Question

What is the differential equation that models exponential growth and decay?

Answer 1

The simplest type of differential equation modeling exponential growth/decay looks something like:

`dy/dx = k*y`

`k` is a constant representing the rate of growth or decay. A negative value represents a rate of decay, while a positive value represents a rate of growth.

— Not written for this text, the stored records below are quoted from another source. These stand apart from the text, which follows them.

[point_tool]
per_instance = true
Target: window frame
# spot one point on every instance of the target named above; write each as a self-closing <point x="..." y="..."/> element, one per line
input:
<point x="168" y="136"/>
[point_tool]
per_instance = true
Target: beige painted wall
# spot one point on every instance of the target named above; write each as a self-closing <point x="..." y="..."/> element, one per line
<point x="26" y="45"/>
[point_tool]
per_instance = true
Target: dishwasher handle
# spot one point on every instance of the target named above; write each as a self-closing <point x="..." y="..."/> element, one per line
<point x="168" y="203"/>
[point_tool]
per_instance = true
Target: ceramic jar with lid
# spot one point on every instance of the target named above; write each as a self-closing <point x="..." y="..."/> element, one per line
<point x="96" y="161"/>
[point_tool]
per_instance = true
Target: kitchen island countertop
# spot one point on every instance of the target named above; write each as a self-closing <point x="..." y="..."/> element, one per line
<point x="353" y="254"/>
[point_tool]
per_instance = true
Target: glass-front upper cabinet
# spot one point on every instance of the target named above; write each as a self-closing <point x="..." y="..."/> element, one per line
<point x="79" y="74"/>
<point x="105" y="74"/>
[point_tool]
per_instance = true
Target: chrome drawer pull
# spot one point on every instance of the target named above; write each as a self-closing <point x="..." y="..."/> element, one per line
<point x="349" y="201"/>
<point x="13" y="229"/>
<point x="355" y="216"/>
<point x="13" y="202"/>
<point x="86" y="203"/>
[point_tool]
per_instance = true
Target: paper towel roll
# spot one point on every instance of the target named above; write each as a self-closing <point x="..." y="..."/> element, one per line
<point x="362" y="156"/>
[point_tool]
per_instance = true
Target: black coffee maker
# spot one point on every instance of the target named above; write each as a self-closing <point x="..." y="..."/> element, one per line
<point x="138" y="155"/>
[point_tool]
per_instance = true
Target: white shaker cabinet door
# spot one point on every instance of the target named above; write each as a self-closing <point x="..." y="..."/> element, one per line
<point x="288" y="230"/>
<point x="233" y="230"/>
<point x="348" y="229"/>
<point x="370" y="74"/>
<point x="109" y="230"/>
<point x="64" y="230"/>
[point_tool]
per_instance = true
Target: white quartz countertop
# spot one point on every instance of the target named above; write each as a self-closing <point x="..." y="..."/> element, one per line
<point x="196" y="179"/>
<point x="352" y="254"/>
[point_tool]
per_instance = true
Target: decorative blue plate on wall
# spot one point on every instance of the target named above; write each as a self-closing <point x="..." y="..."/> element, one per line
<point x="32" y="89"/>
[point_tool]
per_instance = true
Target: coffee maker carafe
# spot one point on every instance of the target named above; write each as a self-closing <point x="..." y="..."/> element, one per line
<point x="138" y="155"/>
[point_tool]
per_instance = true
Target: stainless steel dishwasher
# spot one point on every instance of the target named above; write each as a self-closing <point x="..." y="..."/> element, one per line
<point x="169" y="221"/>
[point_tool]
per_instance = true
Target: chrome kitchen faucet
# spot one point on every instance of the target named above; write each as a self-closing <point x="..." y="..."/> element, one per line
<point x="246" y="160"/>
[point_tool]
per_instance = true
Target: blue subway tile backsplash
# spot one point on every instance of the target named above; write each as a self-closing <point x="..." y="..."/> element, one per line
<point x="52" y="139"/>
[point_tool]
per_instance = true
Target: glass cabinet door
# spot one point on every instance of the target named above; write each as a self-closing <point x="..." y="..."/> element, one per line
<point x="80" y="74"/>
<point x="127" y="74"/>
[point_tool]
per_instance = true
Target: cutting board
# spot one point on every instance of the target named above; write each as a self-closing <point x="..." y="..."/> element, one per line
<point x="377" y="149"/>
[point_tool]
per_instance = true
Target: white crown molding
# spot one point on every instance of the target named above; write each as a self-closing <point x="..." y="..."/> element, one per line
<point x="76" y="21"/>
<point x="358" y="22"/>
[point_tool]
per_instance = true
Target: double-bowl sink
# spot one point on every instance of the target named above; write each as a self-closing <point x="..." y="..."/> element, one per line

This differential equation is describing a function whose rate of change at any point `(x,y)` is equal to `k` times `y`. When we solve it, we end up with a function `y` of `x`:

`y = C * e^(kx)`

where `C` is a constant due to integration. In this case, `C` represents the initial value, since there's an infinite number of functions we could have with the same property, each possible function differing only by the initial `y` value.

Just to demonstrate how this works, let's say that we have a droplet of water being absorbed into a piece of cloth. At any given moment, the droplet of water is shrinking by 10% of its current size. We want to find a function, `y`, which represents the size of the droplet at time `t`.

This situation translates into the following differential equation:

`dy/dt = - 0.1 * y`

First step in solving is to separate the variables:

`-1/(0.1y) dy = dt`

Now, we will simply integrate:

`int -1/(0.1y) dy = int 1 dt`

The right side is fairly easy. Remember the constant of integration:

`int -1/(0.1y) dy = t + C`

Note that we can pull `-1/0.1` out of the integrand on the left side:

`-1/0.1 int 1/y dy = t + C`

And now this is easily solved:

`-1/0.1 ln y = t + C`

Now, we will multiply both sides by `-0.1`. Note that since `C` is an arbitrary constant, it is left unchanged after we distribute the `-0.1`.

`ln y = -0.1t + C`

Exponentiate both sides:

`y = e^(-0.1t + C)`

This can be rewritten as:

`y = e^C * e^(-0.1t)`

Again, since `C` is an arbitrary constant, `e^C` is also an arbitrary constant. Therefore,

`y = C * e^(-0.1t)`

And there is our equation for the size of the droplet at time `t`. If we had been given a condition, for instance, that at `t = 0` the droplet is `100 mm`, then we can solve for `C`:

`100 = C * e^(-0.1*0)`
`100 = C`

`y = 100 * e^(-0.1t)`

There we go. If you graph this function on your calculator, you can verify that it does indeed have the property that at any point `(x, y)` the slope is equal to `-0.1*y`.